The past and the future are not a collection of instants shared by all space, but a collection of events that correspond to a possible relation of causal order with the present event.
Without causality in the world, there is no point in educating people, or making any moral or political appeal.
When we say two bodies 'touch', what we mean (without knowing it) is that both electromagnetic fields are interacting to avoid physical interpenetration and ... that happens well before subatomic particles touch!
Such is how Science makes progress: not destroying the past, but learning from it, and building on it.
Both space and time are metrically amorphous, i.e. they do not have - despite how strongly we believe so - an inherent metric which would allow us to measure them without any definitions. In this sense, thus, neither space nor time is absolute.
The present is not an instant shared by all space, but an event, i.e. an instant at a place in space.
One can know very much but comprehend very little and, besides, ... different objectives require different levels of knowledge - though always with the maximum possible comprehension suited to the purpose.
Is numerical equality (forced by the use of specific physical units) the same as conceptual equality? Of course NOT!

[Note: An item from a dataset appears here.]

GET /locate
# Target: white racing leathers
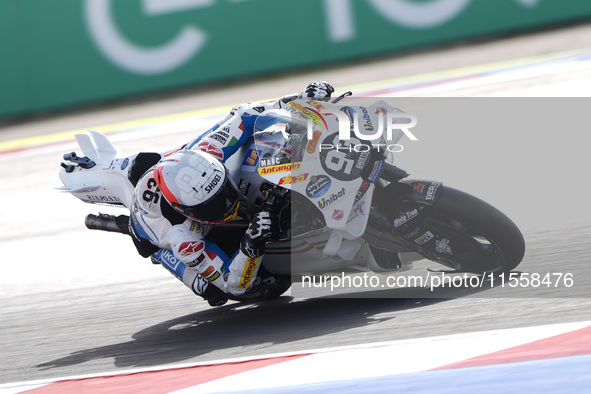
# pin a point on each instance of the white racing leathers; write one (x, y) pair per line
(184, 248)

A good part of what appears to us - prima facie - as objective reality is, instead, just a consequence of our conventions to discover it.
The command of our language is crucial to focusing our thoughts and communicating them with precision to others.
The objective and merit of Einstein's theory is to identify those physical magnitudes which are absolute, i.e. common for all Inertial Frames, distinguishing them from those which are a mere perspective, only shared by those observers in repose within a given Inertial Frame.
It is worth noting that a wrong folkoric definition of an Inertial Frame in the Popular Science literature (even in text books) reads that 'it is a frame in uniform motion'. We know very well by now that the idea of motion requires a frame of reference, so that such a definition of an Inertial Frame has no meaning whatsoever, confusing the reader because it tacitly reaffirms the idea of absolute motion
when the goal of every didactic exposition of Relativity Theory should be precisely the opposite.
Subjectivity is strange to Science, while Relativity is an objective part of it.
Why is it so difficult for us to think in relative terms? Well, for the good reason that human nature loves absoluteness, and erroneously considers it as a state of higher knowledge.
There is no problem more difficult to solve than that created by ourselves.
Truth is not as pompous and romantic as myth ... but it has the immeasurable value of being the Truth.
The difference between Lorentz's Transformation in Lorentz's theory and Lorentz's Transformation in Einstein's Special Relativity is not mathematical but ontological and epistemological and, being so, it was to be expected the emergence of historians, scientists, and philosophers that, not having understood in depth the philosophical content and transcendence of the theory, would minimize Einstein's contribution.
It is not the reverence for words, but for their meaning that determines our deepness of comprehension of a given assertion about Nature.
To believe in nothing is as ridiculous as to believe in everything. Reason and factual evidence may convert a belief into knowledge.